As well as speed in bridge construction, this project is also achieving revolutionary rates of catenary installation and track laying, thanks to a total rethink of the track-bed construction – and hence the logistics.
The SEA engineering team introduced a 140mm-thick layer of asphalt below the ballast which had two major benefits: first the depth of the track bed was reduced by 25 percent; and second, the asphalt layer has been used as the logistics spine for the project, in lieu of the usual arrangement which sees a haul road constructed alongside the railway line route. This allows the huge quantities of materials to be delivered to exactly the right place at exactly the right time, and minimises the impact of construction traffic on the local road network.
Two logistics centres, managed by SYSTRA, serve the whole 300km length, with road vehicles rather than rail ones used to install the overhead lines and ballast. Rates such as 20 overhead line masts erected per team per day are far better than those achieved using conventional means.
Lessons for the UK?
Perhaps the strongest message from the SEA experience is that the form of procurement absolutely drives innovation. While the culture of the client and concessionaire teams is also a strong factor, these elements cannot compensate for a form of contract which punishes rather than encourages new ideas.

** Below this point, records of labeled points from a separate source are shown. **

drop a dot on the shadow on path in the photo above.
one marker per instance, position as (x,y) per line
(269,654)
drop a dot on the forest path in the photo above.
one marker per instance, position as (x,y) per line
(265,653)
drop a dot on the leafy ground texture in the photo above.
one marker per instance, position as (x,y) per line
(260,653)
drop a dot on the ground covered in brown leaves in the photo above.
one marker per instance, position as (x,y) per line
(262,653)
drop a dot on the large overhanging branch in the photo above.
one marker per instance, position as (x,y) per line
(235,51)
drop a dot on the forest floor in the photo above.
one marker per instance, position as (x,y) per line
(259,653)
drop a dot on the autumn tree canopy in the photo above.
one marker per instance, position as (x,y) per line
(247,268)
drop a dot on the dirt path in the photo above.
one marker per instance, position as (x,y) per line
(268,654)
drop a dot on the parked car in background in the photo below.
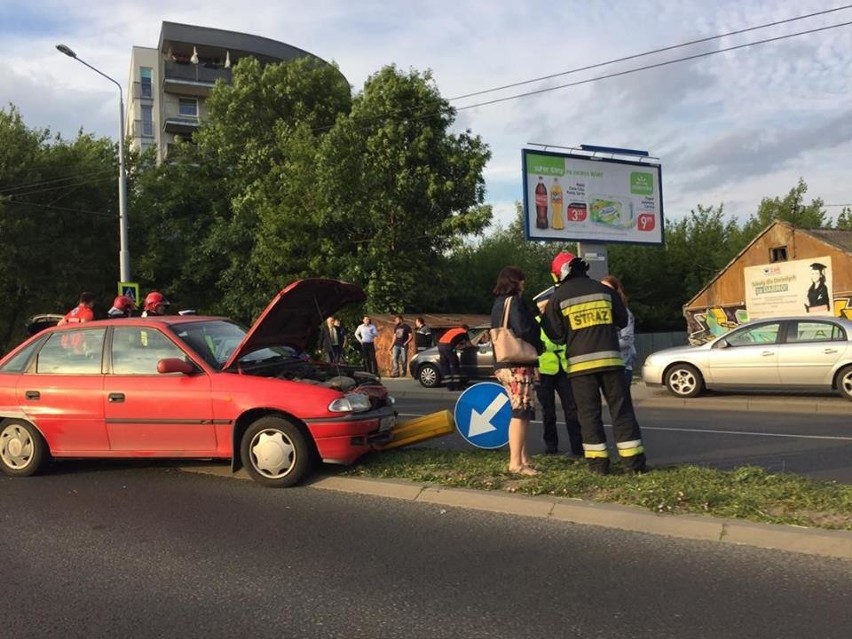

Even with procurement methods that allow early contractor involvement, a question-mark still remains over how designers can be incentivised to really innovate. In the SEA model, SYSTRA’s stake in the maintenance organisation provides both the motivation and the information paths to inform design.
SEA has also benefitted from the fact that the whole line has been let in one package which lends itself to the economies of scale necessary to benefit from standardisation. Good ideas for both design and installation are naturally shared between all parts of the project.
In the UK we tend to divide rail projects into work packages, which means that each group of designers and constructors will be looking for innovations and efficiencies in parallel. A challenge for the UK’s HS2 project is to consider how best to join up innovative thinking across packages and disciplines and how to draw on the vast depth of high speed design-and-build experience that exists in the international supply chain which is lining up to be a part of our UK high-speed legacy.